18 maio 2010
EDITORIAL: The Shi'ite stripper girl next door
Political correctness trips up the Miss USA Pageant again
By THE WASHINGTON TIMES
The new Miss USA is a pole-dancing Shi'ite Muslim who counts the Hezbollah terrorist group as part of her loyal fan base. Or, as the Los Angeles Times put it, Rima Fakih is "the poster girl for modern America."
Miss Fakih, who as Miss Michigan took the Miss USA crown last weekend, was born in southern Lebanon and, as commentator Debbie Schlussel has reported, has extensive family connections to Hezbollah. But that reportage has been overshadowed by the more politically correct "first Arab-American Miss USA" storyline, dovetailing as it does with President Obama's efforts to promote Islam at home and abroad.
The first Arab-American to win the Miss USA crown was really Julie Hayek in 1983. However, Miss Hayek was a Lebanese Christian, and the notion of Christian Arabs is probably too complicated for the liberal media to bother explaining.
Regardless of the issue of Miss Fakih's purported political leanings, this year's pageant sank to new lows. The contestants participated in lingerie photo shoots that were only slightly less explicit than the amateur soft-core porn that cost Miss Nevada 2007 Katie Rees her crown. It was simply bad timing for Miss Rees. Three years later, the controversial became the conventional.
The Miss Universe Organization is now reportedly looking into Miss Fakih's participation in a "Stripper 101" competition put on by a Detroit radio station in 2007. Miss Fakih won the contest, which did not involve actually stripping but just going through the motions. In fact, more of her body was covered "stripping" three years ago than in the swimsuit competition on Sunday.
Investigating Miss Fakih for her pole-dancing expertise is premature. The way things are going at the pageant, pole dancing may well be featured next year in the talent competition.
The pageant also has taken on a hint of left-leaning political correctness. In years gone by, it was a standing joke that contestants would blather something about world peace during the question period. Now, competitors can expect to be drilled on controversial matters of public policy. Last year, Miss California Carrie Prejean was criticized by homosexual activists for her response to a question about same-sex "marriage."
This year's victim was Miss Oklahoma Morgan Elizabeth Woolard, who was hit with a hot-button question regarding Arizona's new law against illegal immigrants. She said she was "a huge supporter of states' rights" and that the Arizona law was "perfectly fine." Miss Woolard had been leading Miss Fakih by a wide margin through the swimsuit and evening gown portions of the competition, but - like Miss Prejean last year - the Okie finished as first runner-up.

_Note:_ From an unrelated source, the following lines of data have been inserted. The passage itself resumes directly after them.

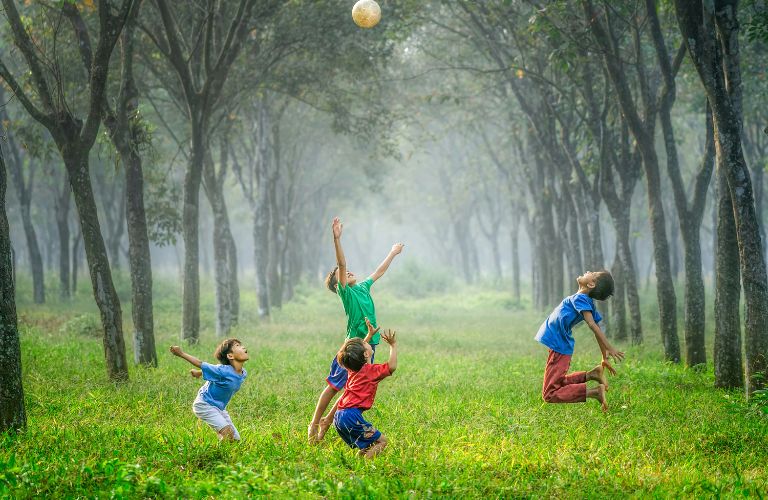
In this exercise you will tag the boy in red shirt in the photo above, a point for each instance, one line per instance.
(360, 390)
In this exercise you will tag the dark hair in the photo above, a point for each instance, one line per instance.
(223, 349)
(352, 354)
(331, 280)
(603, 286)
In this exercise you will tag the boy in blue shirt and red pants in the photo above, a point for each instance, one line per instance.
(356, 356)
(222, 382)
(556, 333)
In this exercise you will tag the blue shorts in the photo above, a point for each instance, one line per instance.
(354, 429)
(337, 378)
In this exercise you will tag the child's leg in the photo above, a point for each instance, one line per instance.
(326, 421)
(337, 379)
(598, 375)
(598, 393)
(376, 448)
(560, 386)
(322, 404)
(232, 433)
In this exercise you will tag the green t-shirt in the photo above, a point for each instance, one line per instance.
(358, 305)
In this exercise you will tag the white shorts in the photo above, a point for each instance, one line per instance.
(217, 419)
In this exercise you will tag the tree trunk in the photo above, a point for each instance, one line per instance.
(140, 262)
(515, 256)
(224, 253)
(76, 260)
(62, 223)
(12, 413)
(190, 306)
(727, 352)
(710, 30)
(619, 309)
(275, 273)
(642, 132)
(24, 193)
(98, 266)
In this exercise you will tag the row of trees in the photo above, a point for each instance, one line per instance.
(540, 116)
(581, 98)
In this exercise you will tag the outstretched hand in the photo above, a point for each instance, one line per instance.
(389, 337)
(336, 227)
(608, 367)
(617, 356)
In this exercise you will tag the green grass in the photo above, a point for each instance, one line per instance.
(463, 412)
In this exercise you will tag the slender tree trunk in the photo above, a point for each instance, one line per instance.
(98, 265)
(710, 30)
(76, 260)
(139, 260)
(224, 253)
(515, 256)
(62, 224)
(190, 306)
(12, 412)
(619, 309)
(727, 352)
(261, 214)
(24, 193)
(275, 273)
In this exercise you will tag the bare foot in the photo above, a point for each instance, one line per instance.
(600, 396)
(312, 431)
(598, 374)
(322, 428)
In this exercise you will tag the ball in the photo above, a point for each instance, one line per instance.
(366, 13)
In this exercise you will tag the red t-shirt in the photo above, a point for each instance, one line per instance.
(361, 386)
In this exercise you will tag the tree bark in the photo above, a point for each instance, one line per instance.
(12, 412)
(710, 30)
(261, 214)
(515, 251)
(642, 131)
(125, 129)
(24, 193)
(224, 252)
(62, 224)
(727, 351)
(76, 261)
(619, 309)
(98, 265)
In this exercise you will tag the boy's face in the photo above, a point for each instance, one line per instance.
(368, 352)
(351, 278)
(587, 279)
(238, 353)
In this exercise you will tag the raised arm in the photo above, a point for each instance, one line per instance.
(379, 272)
(371, 331)
(605, 347)
(176, 351)
(337, 226)
(389, 338)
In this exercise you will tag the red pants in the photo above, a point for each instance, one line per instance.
(560, 386)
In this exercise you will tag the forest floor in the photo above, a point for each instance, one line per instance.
(463, 413)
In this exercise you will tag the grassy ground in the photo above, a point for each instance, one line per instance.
(463, 412)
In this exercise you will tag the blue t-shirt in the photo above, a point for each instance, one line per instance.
(555, 332)
(222, 383)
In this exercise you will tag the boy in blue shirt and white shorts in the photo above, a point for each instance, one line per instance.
(222, 382)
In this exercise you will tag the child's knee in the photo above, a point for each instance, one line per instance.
(228, 433)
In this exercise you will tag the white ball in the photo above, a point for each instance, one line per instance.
(366, 13)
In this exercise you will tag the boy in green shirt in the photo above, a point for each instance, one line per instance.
(358, 305)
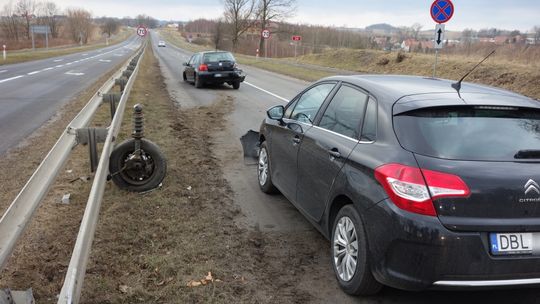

The judges passed up the opportunity to ask Miss Fakih about her views on radical Islamic terrorism or whether Israel has a right to exist.
Participating in this type of organized sleaze-fest is not what parents should want for their daughters. But as a newly crowned ambassador for modern American womanhood, Miss Fakih is demonstrating to the suffering women of the Middle East that there is life beyond the burkha.